Parasternal vs. Combined Parasternal-Serratus Block in Cardiac Surgery

Sponsor: BEDİA MİNE HANEDAN

View on ClinicalTrials.gov

Summary

This randomized controlled trial aims to compare the analgesic efficacy of parasternal intercostal plane block (PIPB) alone versus the combination of parasternal intercostal plane block and serratus anterior plane block (SAPB) in adult patients undergoing elective cardiac surgery via sternotomy. Seventy patients will be randomly assigned to two groups: Group A will receive bilateral PIPB, while Group B will receive bilateral PIPB combined with unilateral SAPB on the side of chest drain placement. Postoperative pain will be assessed using the visual analog scale (VAS) at rest and during movement over the first 24 hours. Secondary outcomes include time to extubation, length of stay in the intensive care unit, and time to mobilization.
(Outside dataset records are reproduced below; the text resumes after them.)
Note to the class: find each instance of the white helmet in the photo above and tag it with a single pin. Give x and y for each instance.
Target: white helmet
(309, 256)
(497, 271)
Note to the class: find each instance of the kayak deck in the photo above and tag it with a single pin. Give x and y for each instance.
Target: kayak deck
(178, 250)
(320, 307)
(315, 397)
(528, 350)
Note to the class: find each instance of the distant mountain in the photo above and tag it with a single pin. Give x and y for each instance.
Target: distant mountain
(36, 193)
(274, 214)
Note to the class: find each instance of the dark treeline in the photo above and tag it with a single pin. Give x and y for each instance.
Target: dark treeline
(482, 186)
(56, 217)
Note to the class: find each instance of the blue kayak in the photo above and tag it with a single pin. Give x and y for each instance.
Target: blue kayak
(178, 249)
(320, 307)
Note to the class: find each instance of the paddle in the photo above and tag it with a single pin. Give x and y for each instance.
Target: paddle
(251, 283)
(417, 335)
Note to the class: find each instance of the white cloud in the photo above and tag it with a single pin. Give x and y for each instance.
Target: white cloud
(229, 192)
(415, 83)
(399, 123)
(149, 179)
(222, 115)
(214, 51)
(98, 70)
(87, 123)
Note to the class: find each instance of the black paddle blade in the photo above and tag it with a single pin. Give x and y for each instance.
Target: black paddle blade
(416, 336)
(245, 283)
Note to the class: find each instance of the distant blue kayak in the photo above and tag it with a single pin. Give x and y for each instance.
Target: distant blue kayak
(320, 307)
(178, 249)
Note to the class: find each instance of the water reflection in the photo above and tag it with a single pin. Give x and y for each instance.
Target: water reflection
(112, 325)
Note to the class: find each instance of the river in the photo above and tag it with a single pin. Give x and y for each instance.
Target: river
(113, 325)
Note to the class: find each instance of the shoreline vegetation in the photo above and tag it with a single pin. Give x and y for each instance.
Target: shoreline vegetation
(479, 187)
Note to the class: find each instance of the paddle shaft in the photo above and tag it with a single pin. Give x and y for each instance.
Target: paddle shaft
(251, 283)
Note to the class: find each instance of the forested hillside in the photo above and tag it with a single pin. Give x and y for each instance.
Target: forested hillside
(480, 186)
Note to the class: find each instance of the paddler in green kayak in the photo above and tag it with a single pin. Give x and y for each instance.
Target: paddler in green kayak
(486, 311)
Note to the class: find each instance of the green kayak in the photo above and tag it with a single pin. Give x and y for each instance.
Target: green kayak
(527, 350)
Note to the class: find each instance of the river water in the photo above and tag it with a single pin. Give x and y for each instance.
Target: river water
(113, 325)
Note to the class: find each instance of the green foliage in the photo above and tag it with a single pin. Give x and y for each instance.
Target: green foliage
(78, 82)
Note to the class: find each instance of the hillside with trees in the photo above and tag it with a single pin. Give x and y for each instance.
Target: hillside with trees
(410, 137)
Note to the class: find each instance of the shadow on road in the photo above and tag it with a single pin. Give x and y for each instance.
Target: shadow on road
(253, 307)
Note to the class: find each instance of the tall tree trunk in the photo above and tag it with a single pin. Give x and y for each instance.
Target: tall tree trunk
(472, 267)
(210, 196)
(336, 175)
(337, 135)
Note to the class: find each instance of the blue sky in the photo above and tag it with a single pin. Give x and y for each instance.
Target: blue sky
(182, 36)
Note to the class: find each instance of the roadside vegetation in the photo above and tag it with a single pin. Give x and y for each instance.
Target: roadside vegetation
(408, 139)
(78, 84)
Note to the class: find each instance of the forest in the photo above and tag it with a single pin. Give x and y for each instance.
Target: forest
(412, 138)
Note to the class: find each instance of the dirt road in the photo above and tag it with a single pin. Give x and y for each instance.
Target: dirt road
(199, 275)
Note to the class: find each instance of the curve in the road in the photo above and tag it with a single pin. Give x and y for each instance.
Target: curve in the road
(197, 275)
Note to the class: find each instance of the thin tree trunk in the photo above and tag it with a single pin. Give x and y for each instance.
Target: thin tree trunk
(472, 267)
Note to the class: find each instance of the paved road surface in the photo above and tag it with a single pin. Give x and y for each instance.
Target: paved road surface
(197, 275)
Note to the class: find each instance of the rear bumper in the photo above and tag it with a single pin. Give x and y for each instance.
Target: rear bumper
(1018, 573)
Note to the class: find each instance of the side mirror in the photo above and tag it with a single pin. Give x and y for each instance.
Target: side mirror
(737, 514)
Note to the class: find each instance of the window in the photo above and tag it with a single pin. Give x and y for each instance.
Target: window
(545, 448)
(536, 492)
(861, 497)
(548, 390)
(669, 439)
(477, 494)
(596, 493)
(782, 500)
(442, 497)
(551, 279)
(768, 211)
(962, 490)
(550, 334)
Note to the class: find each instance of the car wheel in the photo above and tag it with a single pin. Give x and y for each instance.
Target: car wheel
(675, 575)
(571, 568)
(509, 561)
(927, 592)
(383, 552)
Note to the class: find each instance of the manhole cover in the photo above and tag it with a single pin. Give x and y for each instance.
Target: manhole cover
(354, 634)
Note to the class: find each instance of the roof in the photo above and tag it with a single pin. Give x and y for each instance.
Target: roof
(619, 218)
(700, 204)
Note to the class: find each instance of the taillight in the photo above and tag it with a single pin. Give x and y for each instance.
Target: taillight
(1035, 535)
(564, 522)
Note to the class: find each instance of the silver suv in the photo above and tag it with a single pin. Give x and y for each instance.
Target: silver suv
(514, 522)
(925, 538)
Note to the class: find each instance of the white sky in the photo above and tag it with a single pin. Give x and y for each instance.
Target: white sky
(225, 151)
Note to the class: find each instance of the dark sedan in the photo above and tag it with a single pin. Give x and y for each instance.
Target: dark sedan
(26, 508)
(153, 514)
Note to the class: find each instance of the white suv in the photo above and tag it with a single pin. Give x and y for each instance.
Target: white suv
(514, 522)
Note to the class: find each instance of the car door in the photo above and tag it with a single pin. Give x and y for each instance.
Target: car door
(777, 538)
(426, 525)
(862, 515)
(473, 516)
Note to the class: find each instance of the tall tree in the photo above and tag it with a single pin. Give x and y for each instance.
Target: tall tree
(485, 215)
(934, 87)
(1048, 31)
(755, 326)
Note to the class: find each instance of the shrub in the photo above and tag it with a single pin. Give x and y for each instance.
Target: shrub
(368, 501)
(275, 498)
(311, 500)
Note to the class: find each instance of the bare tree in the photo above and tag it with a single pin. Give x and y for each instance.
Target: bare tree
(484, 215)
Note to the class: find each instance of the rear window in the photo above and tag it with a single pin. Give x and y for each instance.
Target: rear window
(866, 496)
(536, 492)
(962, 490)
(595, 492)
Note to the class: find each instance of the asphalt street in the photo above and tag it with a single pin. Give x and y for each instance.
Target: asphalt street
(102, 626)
The study is designed as a prospective, single-center, single-blind trial conducted at Akdeniz University Hospital, Antalya, Turkey. We hypothesize that the combined block technique will provide superior analgesia, reduce opioid consumption, and improve recovery parameters compared to PIPB alone

Official title: Comparison of the Analgesic Effects of Parasternal Intercostal Plane Block Versus Combined Parasternal and Serratus Plane Block After Cardiac Surgery: A Randomized Controlled Trial

Key Details

Gender

All

Age Range

18 Years - Any

Study Type

INTERVENTIONAL

Enrollment

70

Start Date

2025-10-05

Completion Date

2026-05-05

Last Updated

2026-04-13

Healthy Volunteers

No

Interventions

PROCEDURE

Parasternal Intercostal Plane Block

Bilateral parasternal intercostal plane block will be performed under ultrasound guidance at the 3rd and 5th intercostal spaces using 0.25% bupivacaine (total 30 mL). At the end of surgery, intravenous morphine (0.1 mg/kg) will be administered.

PROCEDURE

Parasternal Intercostal Plane Block + Serratus Anterior Plane Block

Bilateral parasternal intercostal plane block will be performed as in Arm 1. In addition, a unilateral serratus anterior plane block will be performed under ultrasound guidance at the 4th-6th intercostal level on the side of chest drain placement, with 0.25% bupivacaine (5-7 mL per injection site, not exceeding 2.5 mg/kg).